Australian university students and mental health : viewpoints from the literature
CITATION: Carter, M. A., et al. 2017. Australian university students and mental health : viewpoints from the literature. International Journal of Innovation, Creativity and Change, 3(3):1-25.
The original publication is available at http://www.ijicc.net
With more than 1.3 million students currently attending Australian universities and an estimated 20% of these experiencing a mental illness it is time this issue received more focused attention. Despite a number of initiatives being conducted there is a still lack of research that provides a comprehensive overview on the mental health of Australian university students which considers the policy landscape designed to support student learning. This research attempts to help fill that gap by providing a purposeful audit of the relevant literature. Specific material examined includes peer reviewed journal articles published within the past five years, the Australian Disability Discrimination Act 1992 (DDA), Bradley Review of Australian Higher Education (2008), and presentations from six keynote speakers at the 2017 Inaugural Australasian Mental Health and Higher Education Conference (IAMHHEC).
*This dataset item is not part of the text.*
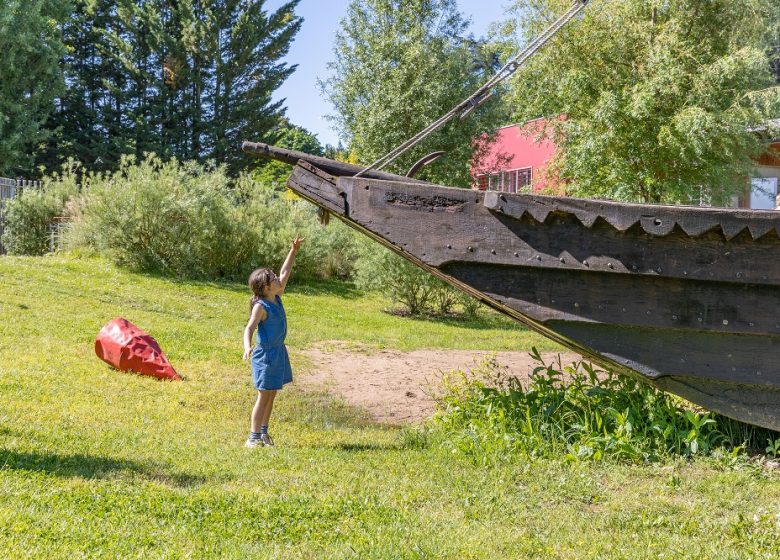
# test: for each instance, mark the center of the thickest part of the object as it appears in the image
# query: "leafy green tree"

Findings reveal that, despite student mental health being a widely recognised global concern, well developed policies still need to be developed to guide future approaches. What is known is good mental health is necessary for students to reach their full potential and universities are well positioned with expertise, structural and human assets to make a positive difference. Policies and action demand attention with a unified strategic approach across the Australian and international higher education sector essential.